Nikola Tesla Articles
Electrical Progress - Tesla's Oscillator
Tesla's latest invention, the "Oscillator," is described as one of the most remarkable appliances of the age, consisting of "the core of a steam engine and the core of a dynamo combined, making a harmonious mechanical adjustment." This combination, says an enthusiastic admirer, constitutes a machine which has in it the potentiality of reducing to the rank of old bell metal half the machinery at present moving on the face of the globe. It may come to do the entire work of the engines of an ocean steamship within the small space they occupy and at a fraction of their cost, both of construction and operation. It will do this work without jar or pounding, and will reduce to a minimum the risk of derangement or breakage. There is nothing in the whole range of mechanical construction, from railway locomotives to stamp mills, which such an invention may not revolutionize. The essential characteristic of the machine is the application of the pressure of steam to produce the extremely rapid vibration of a bar of steel, or piston, which, in turn, is so adapted to a set of magnets that the mechanical energy of the vibration is converted into electricity. The extraordinary result is that practically an absolutely constant vibration is established, and a power is obtained greatly beyond that obtainable in the most costly expansion engines using a similar amount of steam.

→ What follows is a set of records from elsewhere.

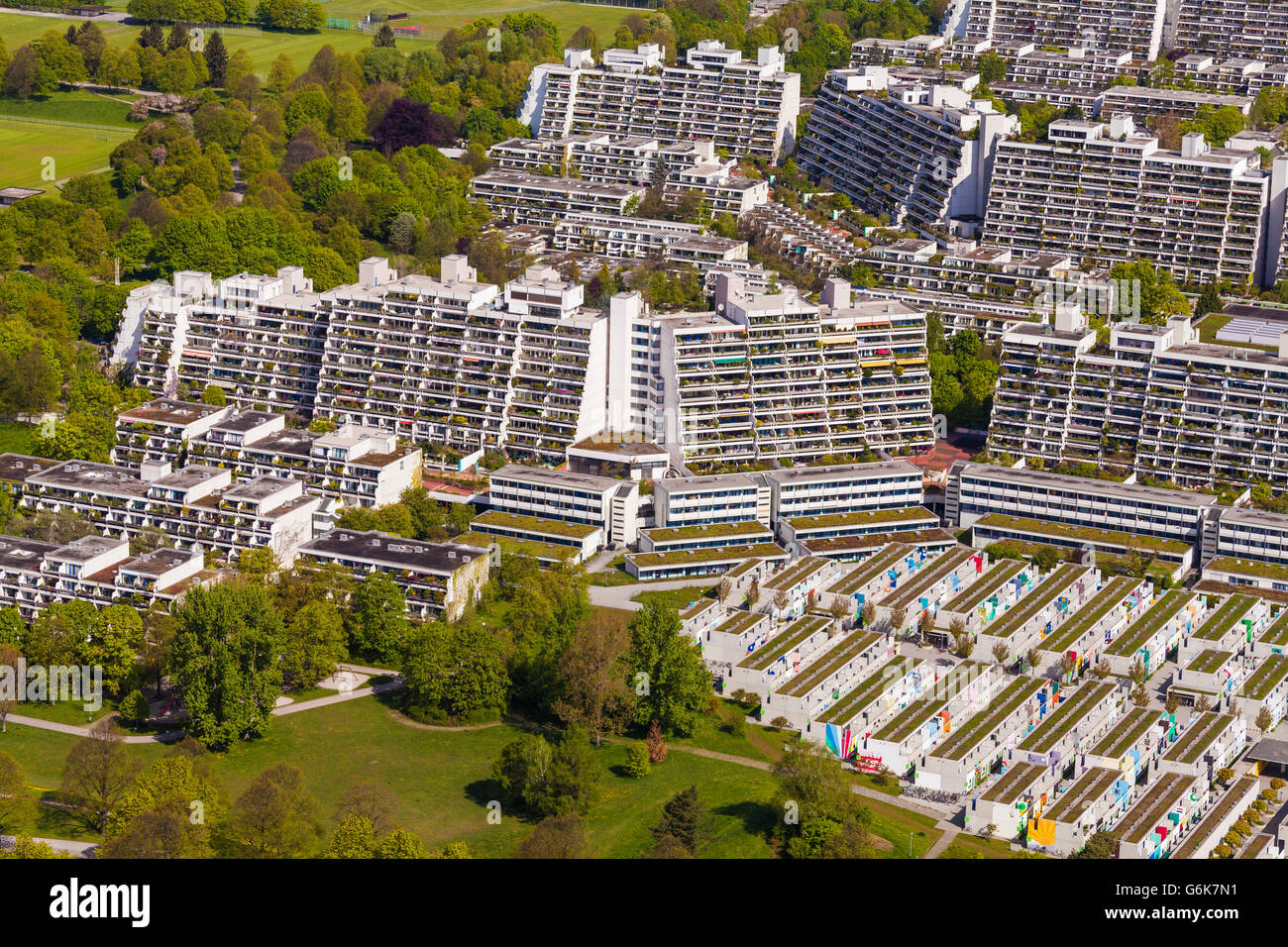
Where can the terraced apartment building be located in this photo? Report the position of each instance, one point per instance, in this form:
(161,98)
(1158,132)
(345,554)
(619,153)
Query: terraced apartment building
(1133,25)
(636,159)
(913,151)
(1245,29)
(1107,192)
(746,107)
(1168,402)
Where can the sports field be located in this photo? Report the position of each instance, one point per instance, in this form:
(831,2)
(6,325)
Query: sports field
(436,16)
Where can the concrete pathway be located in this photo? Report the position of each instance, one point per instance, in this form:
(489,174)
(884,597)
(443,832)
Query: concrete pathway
(619,595)
(78,849)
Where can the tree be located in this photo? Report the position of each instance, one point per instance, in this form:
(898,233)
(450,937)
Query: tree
(217,59)
(9,660)
(636,762)
(684,818)
(14,800)
(677,682)
(275,817)
(353,838)
(226,661)
(314,643)
(134,709)
(166,813)
(456,671)
(593,677)
(373,801)
(408,124)
(555,836)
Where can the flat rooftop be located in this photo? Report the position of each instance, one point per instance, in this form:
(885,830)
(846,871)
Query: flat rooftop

Besides, it is said, saving in mechanical friction the thirty-five per cent of loss in the working of the engine, the fifteen per cent of loss in belt friction, and the ten per cent of loss wasted in the dynamo, making altogether an addition of sixty per cent to the available energy obtained from the steam for the purpose of producing electricity, it is simpler, lighter and smaller than the mechanism it is designed to replace, absolutely constant in its action, automatically regulated and subject to the least possible amount of wear and tear. The utilization of this machine in any branch of industry would, it is claimed, result in an appreciable lowering in the cost of production, and it is thought quite possible that its first general employment may be in electric lighting.